Academia, politics and power

“All power tends to corrupt and absolute power corrupts absolutely.” Lord Emerich Edward Acton (1834-1902)

“Those who don’t know history are destined to repeat it.” Edmund Burke (1729-1797)

As a young man, Plato (428/427 BCE -348/347 BCE), did not share the mistrust of politics and politicians that his teacher Socrates (470 BCE -399 BCE) had. Although this began to change after the trial and execution of Socrates, he held on to the belief that the mishaps of politics could be avoided by a Philosopher King, that is, a ruler who was well-educated in philosophy.
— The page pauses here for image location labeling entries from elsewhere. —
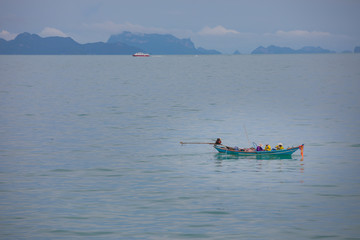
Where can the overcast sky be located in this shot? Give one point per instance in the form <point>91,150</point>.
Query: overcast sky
<point>224,25</point>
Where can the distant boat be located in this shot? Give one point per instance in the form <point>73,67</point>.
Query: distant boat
<point>253,152</point>
<point>141,54</point>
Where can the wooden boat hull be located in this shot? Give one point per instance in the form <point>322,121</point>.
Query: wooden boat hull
<point>284,152</point>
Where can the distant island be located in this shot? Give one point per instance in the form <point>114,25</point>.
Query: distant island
<point>122,44</point>
<point>286,50</point>
<point>128,43</point>
<point>159,44</point>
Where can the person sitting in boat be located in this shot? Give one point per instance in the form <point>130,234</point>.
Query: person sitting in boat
<point>267,147</point>
<point>279,147</point>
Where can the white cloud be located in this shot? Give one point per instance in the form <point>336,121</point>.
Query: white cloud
<point>7,36</point>
<point>114,28</point>
<point>218,30</point>
<point>52,32</point>
<point>301,33</point>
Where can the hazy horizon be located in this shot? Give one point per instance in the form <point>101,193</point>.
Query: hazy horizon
<point>225,26</point>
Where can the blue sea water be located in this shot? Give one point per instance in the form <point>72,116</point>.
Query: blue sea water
<point>89,147</point>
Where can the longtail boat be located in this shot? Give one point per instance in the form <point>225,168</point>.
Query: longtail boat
<point>253,152</point>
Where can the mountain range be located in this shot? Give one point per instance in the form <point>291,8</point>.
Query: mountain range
<point>122,44</point>
<point>159,44</point>
<point>286,50</point>
<point>127,43</point>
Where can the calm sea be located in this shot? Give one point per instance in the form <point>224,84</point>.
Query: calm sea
<point>89,147</point>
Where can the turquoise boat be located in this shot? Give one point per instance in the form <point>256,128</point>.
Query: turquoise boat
<point>248,152</point>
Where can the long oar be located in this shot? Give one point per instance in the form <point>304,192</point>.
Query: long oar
<point>195,143</point>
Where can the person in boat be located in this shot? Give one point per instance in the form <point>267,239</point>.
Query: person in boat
<point>267,147</point>
<point>279,147</point>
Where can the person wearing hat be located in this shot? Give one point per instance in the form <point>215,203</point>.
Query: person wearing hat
<point>279,146</point>
<point>259,148</point>
<point>267,147</point>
He made a total of three trips to Syracuse with the objective of teaching Philosophy to the new king. His first trip, around 368 BCE, when he was nearly forty, was to teach Dionysius the Younger, who, according to his friend Dion, wished to be just and was open to philosophy. Given Syracuse’s systemic corruption, making a philosopher out of the new king was a very tall order. These sojourns in Syracuse were full of mishaps caused by court intrigues that included the spread of fake news that Plato and his friend Dion were plotting against the king. In the end, Dion was murdered and Plato was arrested. It was after his second trip that Plato founded the Akademia of Athens, considered today the forerunner of the universities, and, he started writing up the Socratic dialogues.

Plato’s Akademia was supposed to be about learning and not about politics. After Plato’s death, politics did not allow Aristotle to be the new head of the Akademia.  More than two thousand years have passed since the creation of the Akademia but politics still afflict the universities and many academics still dream of advising heads of government. And when they have a chance, they almost always fall prey to court intrigues.